Sebagai pemimpin umat, Paulus memberi penguatan iman berdasarkan pemikiran teologis yang menjadi khazanah kekristenan, agar umat tidak pesimis dan terbelenggu pada pemikiran yang sia-sia. Istilah "murka" dan "keselamatan oleh Yesus Kristus" adalah dua kata paradoksal dan kontradiktif yang sengaja diekspos Paulus; bukan sekadar sebagai pemuas batin bagi umat yang tengah didera derita, melainkan sebagai pengulangan, repetitio, terhadap apa yang pernah Yesus ucapkan (vide: Yoh. 3:16---18).

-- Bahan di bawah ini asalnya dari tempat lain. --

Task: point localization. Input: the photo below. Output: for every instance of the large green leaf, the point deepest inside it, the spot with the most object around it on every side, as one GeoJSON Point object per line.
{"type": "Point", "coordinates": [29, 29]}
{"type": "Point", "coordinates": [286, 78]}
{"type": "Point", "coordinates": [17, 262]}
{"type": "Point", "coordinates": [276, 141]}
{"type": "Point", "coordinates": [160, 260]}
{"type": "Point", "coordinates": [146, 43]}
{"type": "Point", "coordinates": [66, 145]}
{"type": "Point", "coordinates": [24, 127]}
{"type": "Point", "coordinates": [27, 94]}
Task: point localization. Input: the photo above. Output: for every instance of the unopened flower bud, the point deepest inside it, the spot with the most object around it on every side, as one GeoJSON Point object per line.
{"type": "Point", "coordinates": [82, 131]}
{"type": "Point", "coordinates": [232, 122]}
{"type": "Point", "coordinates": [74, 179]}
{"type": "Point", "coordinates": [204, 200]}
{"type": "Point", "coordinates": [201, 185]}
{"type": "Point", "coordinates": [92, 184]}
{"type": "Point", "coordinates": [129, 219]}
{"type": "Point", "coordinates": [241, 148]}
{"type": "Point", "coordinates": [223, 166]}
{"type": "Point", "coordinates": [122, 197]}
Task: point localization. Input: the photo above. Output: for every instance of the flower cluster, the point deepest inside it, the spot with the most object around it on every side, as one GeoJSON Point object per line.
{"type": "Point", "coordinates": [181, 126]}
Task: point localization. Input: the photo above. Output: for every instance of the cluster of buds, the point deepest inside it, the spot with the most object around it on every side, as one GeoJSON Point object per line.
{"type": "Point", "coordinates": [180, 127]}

Ungkapan Paulus yang dikutip di bagian awal tulisan ini masih tetap penting, relevan, dan aktual bagi Gereja yang hidup di era milenial. Di era ini Gereja tetap mengalami penderitaan: pemasungan kebebasan beragama, kesulitan mendapat izin pembangunan gedung gereja, penodaan agama lewat buku, ceramah, medsos, pernyataan bahwa Alkitab itu telah dipalsukan dan fiktif, gerakan ofensif penyiaran agama di "kantung-kantung Kristen". Menghadapi realitas ini Gereja dan kekristenan harus solid, tidak ignore, tidak berlindung di balik eufemisme dan perdebatan linguistik yang mubazir, memperkuat warga Gereja dan bukan membingungkannya. Kita harus sadar dan berjaga-jaga, setia kepada Yesus Kristus. Kita juga harus tetap mendoakan dan mengasihi mereka yang membenci kita seperti yang diajarkan Yesus kepada kita. Ingat dan catat kita beriman dan percaya kepada JURU SELAMAT YESUS KRISTUS dan BUKAN kepada GURU SELAMAT YESUS KRISTUS!